A distribuição, aplicação e o recolhimento das provas do Enem no Pará resultaram no trabalho exitoso desenvolvido pela Operação Enem 2018. A operação foi realizada pela Secretaria de Estado de Segurança Pública e Defesa Social (Segup) envolvendo mais de 6.500 agentes de segurança e integrando representantes de diversas instituições, como Correios, Exército, Polícia Militar, Guardas Municipais, Secretaria de Educação do Estado, concessioinária de energia elétrica, Inep, entre outros.

No primeiro dia de aplicação da prova, neste domingo, 4,  as ações foram acompanhadas, desde as primeiras horas da manhã, pelo Centro Integrado de Comando e Controle Estadual (CIICC), que forneceu as informações ao comando nacional, por meio do Sistema Córtex. O CICC foi implantado no Centro Integrado de inteligência Estadual, localizado na Avenida José Bonifácio, onde estavam reunidos representantes dos órgãos envolvidos na operação. O trabalho iniciou há aproximadamente um mês e se intensificou na última semana. A Polícia Militar fez 278 escoltas, incluindo a logística reversa, quando o material é devolvido para os quatro centros regionais de distribuição localizados nos quartéis do Exército Brasileiro nas cidades de Marabá, Santarém, Itaituba e Altamira, além da capital.

De todos os estados da federação, o Pará foi o que mais teve a participação da Polícia Militar. Uma aeronave do Grupamento Aéreo de Segurança Pública (Graesp) também foi utilizada para conduzir o material até o município de Anajás, no arquipélago do Marajó. A viagem, com duração de 50 minutos via aérea, levaria 32 horas caso fosse realizada de barco.

Ao decorrer da aplicação do exame em Belém, agentes da Guarda Municipal zelaram pela segurança nas escolas do município para que não houvesse nenhuma intercorrência.
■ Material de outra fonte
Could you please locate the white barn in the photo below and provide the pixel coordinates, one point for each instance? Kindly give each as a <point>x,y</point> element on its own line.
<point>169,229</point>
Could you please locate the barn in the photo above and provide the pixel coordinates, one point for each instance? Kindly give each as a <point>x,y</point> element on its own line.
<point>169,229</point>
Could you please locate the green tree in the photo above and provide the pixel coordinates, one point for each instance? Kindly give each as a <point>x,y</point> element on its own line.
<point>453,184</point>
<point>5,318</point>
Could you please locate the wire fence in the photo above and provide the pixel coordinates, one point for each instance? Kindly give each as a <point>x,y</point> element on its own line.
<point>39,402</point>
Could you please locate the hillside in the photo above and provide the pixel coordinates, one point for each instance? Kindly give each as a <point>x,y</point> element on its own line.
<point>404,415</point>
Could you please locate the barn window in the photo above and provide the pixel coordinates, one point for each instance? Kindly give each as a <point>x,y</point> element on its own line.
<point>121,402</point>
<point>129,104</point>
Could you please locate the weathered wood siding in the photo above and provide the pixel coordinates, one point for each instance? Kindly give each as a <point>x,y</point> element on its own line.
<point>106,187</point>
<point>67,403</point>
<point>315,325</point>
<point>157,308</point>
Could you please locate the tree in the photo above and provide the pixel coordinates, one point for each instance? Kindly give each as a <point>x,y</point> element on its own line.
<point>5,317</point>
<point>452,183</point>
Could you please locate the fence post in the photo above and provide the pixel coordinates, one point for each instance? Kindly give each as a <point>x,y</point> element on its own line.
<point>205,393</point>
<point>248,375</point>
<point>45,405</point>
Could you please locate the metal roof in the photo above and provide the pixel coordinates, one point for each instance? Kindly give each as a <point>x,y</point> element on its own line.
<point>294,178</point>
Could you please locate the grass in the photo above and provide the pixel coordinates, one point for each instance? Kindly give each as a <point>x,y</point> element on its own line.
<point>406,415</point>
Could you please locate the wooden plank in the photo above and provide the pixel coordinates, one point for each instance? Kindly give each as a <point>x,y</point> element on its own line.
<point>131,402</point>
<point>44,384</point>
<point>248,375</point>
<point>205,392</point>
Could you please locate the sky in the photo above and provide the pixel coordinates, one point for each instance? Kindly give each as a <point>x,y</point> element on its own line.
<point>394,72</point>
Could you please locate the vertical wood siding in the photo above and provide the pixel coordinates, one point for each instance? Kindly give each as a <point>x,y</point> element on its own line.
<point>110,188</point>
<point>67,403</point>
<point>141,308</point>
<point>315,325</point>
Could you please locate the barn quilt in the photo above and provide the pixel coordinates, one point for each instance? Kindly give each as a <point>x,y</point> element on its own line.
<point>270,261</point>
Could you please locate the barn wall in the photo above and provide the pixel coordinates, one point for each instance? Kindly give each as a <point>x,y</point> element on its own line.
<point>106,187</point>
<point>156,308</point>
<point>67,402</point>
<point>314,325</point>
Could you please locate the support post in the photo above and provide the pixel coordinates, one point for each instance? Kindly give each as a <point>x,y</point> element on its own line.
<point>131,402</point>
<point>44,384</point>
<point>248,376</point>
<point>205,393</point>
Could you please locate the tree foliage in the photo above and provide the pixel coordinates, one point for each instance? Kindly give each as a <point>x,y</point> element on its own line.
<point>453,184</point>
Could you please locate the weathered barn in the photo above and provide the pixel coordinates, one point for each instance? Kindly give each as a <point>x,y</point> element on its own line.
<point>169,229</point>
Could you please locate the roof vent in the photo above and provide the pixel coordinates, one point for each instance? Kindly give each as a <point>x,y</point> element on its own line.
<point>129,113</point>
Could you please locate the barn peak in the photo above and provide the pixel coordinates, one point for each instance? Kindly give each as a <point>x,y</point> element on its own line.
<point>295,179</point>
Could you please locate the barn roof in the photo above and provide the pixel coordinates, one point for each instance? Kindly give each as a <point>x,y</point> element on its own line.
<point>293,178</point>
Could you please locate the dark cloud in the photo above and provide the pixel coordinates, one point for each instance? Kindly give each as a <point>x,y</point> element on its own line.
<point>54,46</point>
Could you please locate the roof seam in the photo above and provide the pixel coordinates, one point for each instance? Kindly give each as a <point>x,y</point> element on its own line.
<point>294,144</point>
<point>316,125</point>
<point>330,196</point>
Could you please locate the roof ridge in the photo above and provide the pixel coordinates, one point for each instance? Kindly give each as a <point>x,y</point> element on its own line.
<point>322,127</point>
O mesmo procedimento foi realizado nas escolas particulares e de gestão estadual pela Polícia Militar. Os agentes estiveram atentos a qualquer situação que demandasse Atendimento de Urgência e Emergência e ocorrências, como falsidade ideológica, roubo de malote de provas, perturbação do sossego, etc. O Centro Integrado de Operações (Ciop) monitorou em tempo real os principais colégios da Região Metropolitana de Belém (RMB) . Ao todo 31 câmeras foram utilizadas.

De acordo com o secretário adjuntos de operações da Segup, coronel André Cunha, a operação ocorreu de maneira satisfatória. “A avaliação é extremamente positiva, O número de ocorrências foi muito pequeno e todas tratadas dentro das suas especificidades, com casos de eliminação de candidato e interrupção de energia, mas que não comprometeram a aplicação das provas no Pará. Para o próximo domingo teremos o mesmo desempenho", ressaltou.

Houve registro de três locais no Estado do Pará onde ocorreu interrupção no fornecimento de energia elétrica. A falta de energia ocorreu na Escola Estadual Antônio Moreira, no bairro de Val-de-Cans, em Belém; na Escola Rômulo Maiorana, em Ananindeua, e no município de Alenquer, onde a Escola Municipal Nova Esperança registrou a queda de energia em toda a cidade. O tempo de ausência do fornecimento nos locais foi de aproximadamente uma hora. Já na escola Professora Maria Natividade da Silva, no município de Capanema, um candidato foi eliminado ao ser identificado portando um celular no bolso. Para a prova do próximo domingo,11, o mesmo esquema será implantado.